Primark is one of the contenders to fill empty space at the downtown San Francisco shopping center, according to a new report.
The San Francisco Center, formerly known as Westfield Mall, has been without an anchor tenant since last August, when Nordstrom raised its bets amid rising crime and falling foot traffic.
Now, mall operators JLL and Trident Pacific are in talks to fill the five empty floors left by Nordstrom with a foreign, possibly European, operator, sources told The Associated Press. San Francisco Standard.
Potential contenders named by the outlet include Primark, the Dublin-based fast fashion retailer, and Eataly, the large-format Italian food hall with locations around the world.
Other possibilities being mooted include French department chain Printemps, Japanese bowling and arcade Round1 and Japanese clothing retailer Uniqlo.
The San Francisco Centre, formerly known as Westfield Mall, has been without an anchor tenant since last August, when Nordstrom left.
Irish discount fashion retailer Primark is a possible contender to fill empty space in the downtown San Francisco shopping center.
It was not confirmed which retailers the ownership group may have contacted and offered the examples only as speculative possibilities, the Standard reported.
Representatives for Primark and the mall’s owners did not immediately respond to a request for comment from DailyMail.com on Monday morning.

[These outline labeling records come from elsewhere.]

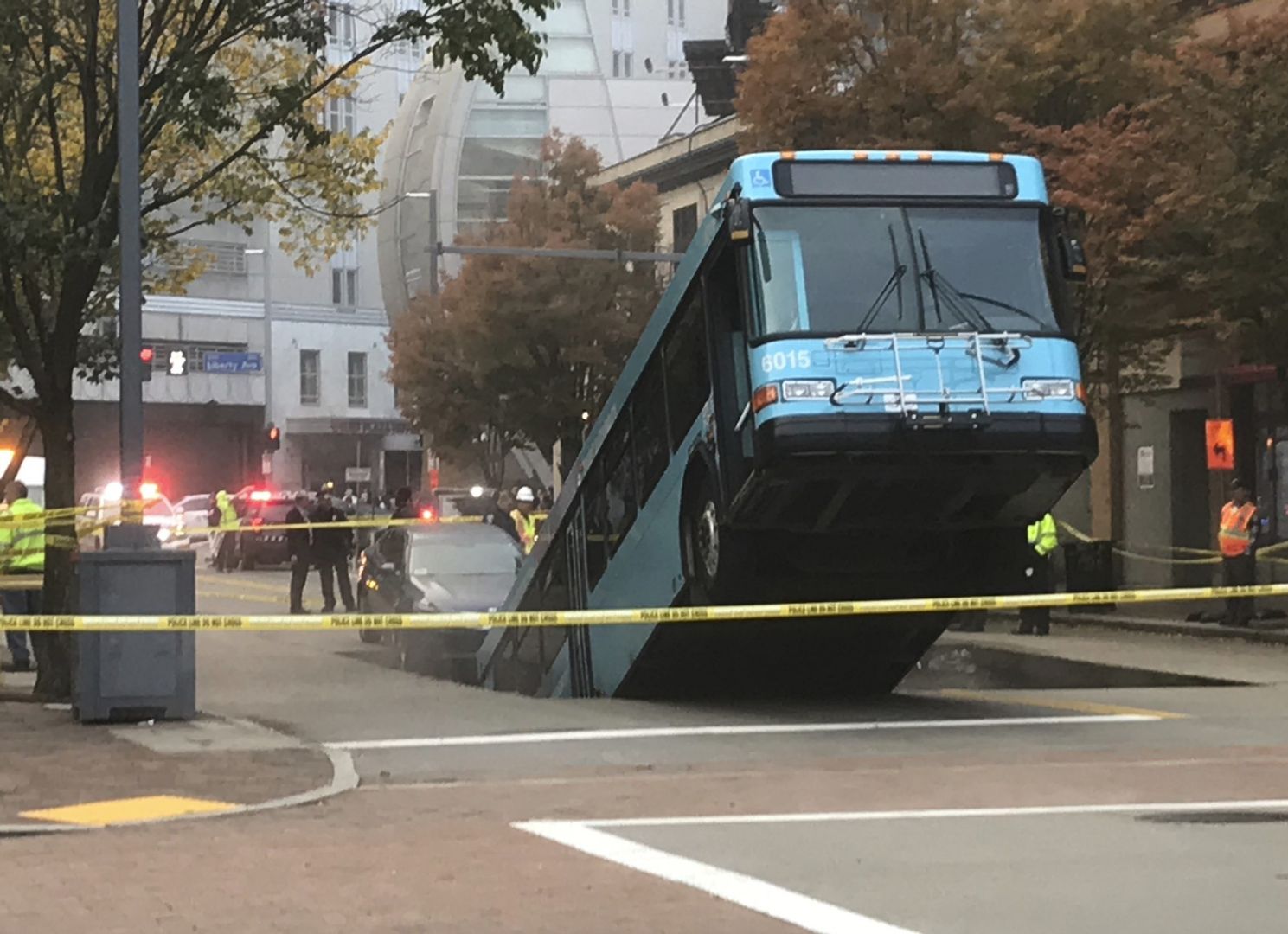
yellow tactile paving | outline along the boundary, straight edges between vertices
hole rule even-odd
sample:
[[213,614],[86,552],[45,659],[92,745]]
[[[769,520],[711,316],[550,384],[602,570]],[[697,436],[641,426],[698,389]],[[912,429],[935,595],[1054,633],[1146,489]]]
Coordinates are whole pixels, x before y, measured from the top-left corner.
[[225,810],[236,810],[238,806],[227,801],[207,801],[200,797],[149,795],[147,797],[116,797],[108,801],[72,804],[66,808],[24,810],[21,817],[33,821],[53,821],[54,823],[75,823],[82,827],[106,827],[113,823],[130,823],[131,821],[158,821],[167,817],[187,817],[189,814],[218,814]]

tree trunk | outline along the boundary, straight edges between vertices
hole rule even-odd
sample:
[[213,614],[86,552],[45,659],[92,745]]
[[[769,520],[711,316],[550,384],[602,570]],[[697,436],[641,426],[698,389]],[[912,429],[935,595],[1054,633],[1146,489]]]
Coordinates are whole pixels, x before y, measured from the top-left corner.
[[[76,505],[76,453],[72,432],[72,402],[46,402],[41,407],[40,433],[45,442],[45,508],[67,509]],[[45,586],[41,611],[76,613],[80,609],[76,590],[76,550],[67,540],[76,538],[76,520],[58,519],[46,526]],[[31,648],[36,654],[36,687],[32,693],[58,701],[72,694],[75,636],[68,633],[32,633]]]

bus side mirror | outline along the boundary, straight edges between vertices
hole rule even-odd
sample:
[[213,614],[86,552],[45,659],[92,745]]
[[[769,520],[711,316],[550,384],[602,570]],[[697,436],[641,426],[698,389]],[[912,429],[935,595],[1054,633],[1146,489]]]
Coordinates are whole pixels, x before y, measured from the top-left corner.
[[729,218],[729,240],[738,246],[751,242],[751,204],[746,198],[729,198],[725,216]]
[[1075,232],[1083,228],[1087,215],[1081,207],[1055,207],[1051,213],[1056,222],[1060,272],[1069,282],[1086,282],[1087,254],[1082,249],[1082,237]]
[[1087,254],[1082,250],[1082,241],[1068,233],[1060,234],[1060,265],[1064,268],[1064,277],[1070,282],[1087,281]]

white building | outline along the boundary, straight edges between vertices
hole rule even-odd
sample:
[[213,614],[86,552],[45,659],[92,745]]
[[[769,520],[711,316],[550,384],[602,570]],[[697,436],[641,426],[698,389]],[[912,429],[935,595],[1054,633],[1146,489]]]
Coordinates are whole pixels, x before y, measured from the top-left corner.
[[[341,61],[374,23],[366,4],[330,8],[328,54]],[[328,108],[330,129],[381,131],[422,54],[402,44],[377,57],[357,93]],[[377,204],[372,195],[368,206]],[[149,295],[144,304],[144,345],[156,352],[143,388],[149,478],[174,497],[258,482],[265,428],[274,424],[281,429],[270,462],[274,486],[344,484],[350,468],[370,470],[375,490],[419,486],[420,438],[385,379],[388,316],[375,229],[312,276],[278,249],[267,224],[250,237],[211,225],[185,240],[214,262],[185,295]],[[170,375],[174,352],[183,353],[185,375]],[[222,371],[210,372],[216,367]],[[77,487],[89,490],[116,478],[118,386],[79,384],[76,398]]]
[[[372,28],[374,8],[332,0],[330,9],[328,54],[341,61]],[[605,164],[652,148],[692,90],[683,41],[723,35],[725,12],[726,0],[563,0],[536,24],[549,35],[540,75],[511,76],[504,99],[459,70],[419,73],[424,50],[413,44],[377,57],[326,119],[334,131],[393,124],[386,188],[368,201],[397,207],[381,214],[379,236],[374,228],[312,276],[267,224],[250,237],[219,225],[187,234],[213,254],[210,268],[185,295],[144,304],[144,345],[155,350],[144,384],[148,478],[173,499],[258,482],[273,424],[274,486],[344,484],[350,469],[370,472],[377,491],[422,486],[420,437],[385,376],[389,316],[425,285],[426,201],[402,195],[438,192],[438,238],[450,242],[461,225],[504,215],[510,179],[532,166],[551,129],[585,137]],[[174,353],[183,375],[170,374]],[[116,479],[118,388],[82,383],[76,398],[84,491]]]
[[[385,144],[385,198],[397,205],[380,219],[390,314],[428,289],[431,242],[505,216],[511,180],[537,169],[550,131],[583,138],[612,165],[692,122],[684,41],[723,37],[726,13],[726,0],[562,0],[538,26],[537,75],[510,75],[504,97],[459,70],[417,75]],[[430,192],[433,232],[430,202],[404,197]]]

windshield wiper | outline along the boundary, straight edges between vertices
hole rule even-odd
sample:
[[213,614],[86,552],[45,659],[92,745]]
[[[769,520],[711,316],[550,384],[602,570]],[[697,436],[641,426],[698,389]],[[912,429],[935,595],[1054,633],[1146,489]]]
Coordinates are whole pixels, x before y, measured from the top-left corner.
[[[981,331],[993,330],[993,325],[985,318],[975,305],[962,298],[962,294],[957,291],[953,285],[945,280],[935,269],[934,264],[930,262],[930,247],[926,246],[926,232],[920,227],[917,228],[917,240],[921,242],[921,259],[926,264],[926,271],[921,273],[921,277],[930,283],[930,298],[935,303],[935,322],[939,325],[944,323],[944,312],[947,307],[953,314],[961,318],[965,323]],[[939,300],[939,292],[943,290],[944,300]]]
[[772,282],[774,271],[769,265],[769,241],[765,238],[765,227],[755,214],[751,215],[751,225],[756,228],[756,246],[760,247],[760,265],[764,267],[761,269],[761,281]]
[[943,314],[940,313],[940,305],[939,305],[939,290],[942,289],[944,292],[944,298],[952,303],[949,304],[951,310],[953,310],[957,314],[957,317],[960,317],[963,322],[971,325],[972,327],[983,326],[983,330],[985,331],[994,330],[993,322],[990,322],[987,317],[984,317],[984,313],[975,307],[974,304],[975,301],[983,301],[984,304],[993,305],[994,308],[1005,308],[1006,310],[1014,312],[1015,314],[1019,314],[1023,318],[1028,318],[1029,321],[1042,326],[1043,329],[1046,327],[1046,322],[1043,322],[1042,318],[1037,317],[1036,314],[1030,314],[1029,312],[1025,312],[1023,308],[1016,308],[1009,301],[1001,301],[999,299],[990,299],[987,295],[975,295],[974,292],[963,292],[960,289],[957,289],[957,286],[954,286],[952,282],[944,278],[943,273],[938,272],[931,265],[930,250],[926,246],[926,234],[920,227],[917,228],[917,238],[921,241],[921,255],[926,263],[926,272],[923,272],[921,276],[930,283],[930,294],[935,301],[935,317],[939,319],[939,323],[943,323]]
[[899,319],[903,319],[903,277],[908,272],[908,267],[899,262],[899,245],[895,243],[894,227],[886,224],[886,232],[890,234],[890,254],[894,256],[894,272],[890,273],[890,278],[886,283],[881,286],[881,291],[877,292],[876,300],[873,300],[872,307],[868,308],[867,314],[863,316],[863,321],[855,329],[859,334],[868,330],[873,321],[876,321],[877,314],[885,307],[885,303],[894,295],[895,290],[899,291]]

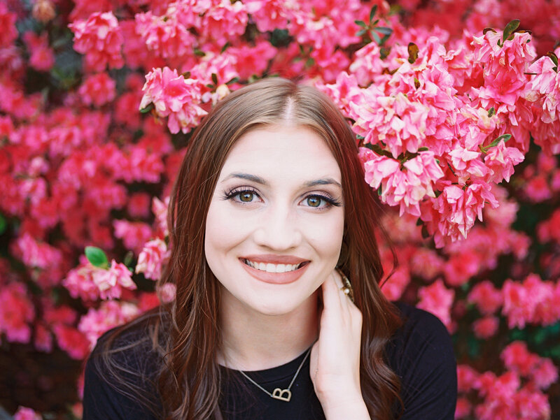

Primark has long enjoyed huge popularity in Ireland and the UK, but has recently begun an expansion push in the US, where it currently operates 24 stores in nine states, with plans to reach 60 stores in the US. USA by 2026.
Earlier this month, the Irish firm announced plans for a new distribution center in Jacksonville, Florida, to serve expansion plans in the southern United States.
Primark also announced plans for new stores in Woodbridge, Virginia; Hyattsville, Maryland; Franklin, Tennessee; and Katy, Texas.
So far, however, the retailer has no existing or announced U.S. locations west of Chicago, meaning a store in San Francisco would be a radical expansion of its U.S. presence.
Meanwhile, San Francisco’s ailing downtown shopping center has suffered an exodus of retailers in recent months.
Last month, Madewell became the fifth retailer in a month to leave the mall, following sister brand J. Crew, as well as Adidas, Lucky Brand and Aldo.
San Francisco’s ailing downtown mall has seen an exodus of retailers in recent months
According to Real Deal, San Francisco Center has lost a staggering $1 billion in value since 2016 as a retailer.
The city’s largest shopping center, formerly owned by Westfield and Brookfield, which defaulted on mortgage payments last year, is now worth just $290 million, down 75 percent from seven years ago, according to Real Deal.
When its former mall operator Westfield turned over the property to its lender last year, it largely attributed Nordstrom’s exit to “unsafe conditions” and a “lack of law enforcement against rampant criminal activity.”
The mall is located in the troubled Union Square area of downtown, which has seen a drop in foot traffic since the pandemic, a change that has been variously attributed to crime, lack of housing and work from home policies.
Michael Berne, president of MJB Consulting, a real estate and retail planning consultancy based in Berkeley and New York, told the Standard that European or Asian retailers could have an advantage in negotiating with landlords.
“Maybe they are able to look at this market more objectively than Americans.” [retailers] right now,” Berne said.
“They’re not as affected by the political football and can instead focus on how this could be a golden opportunity to enter a market that they may have coveted for a long time but haven’t been able to access in the past.”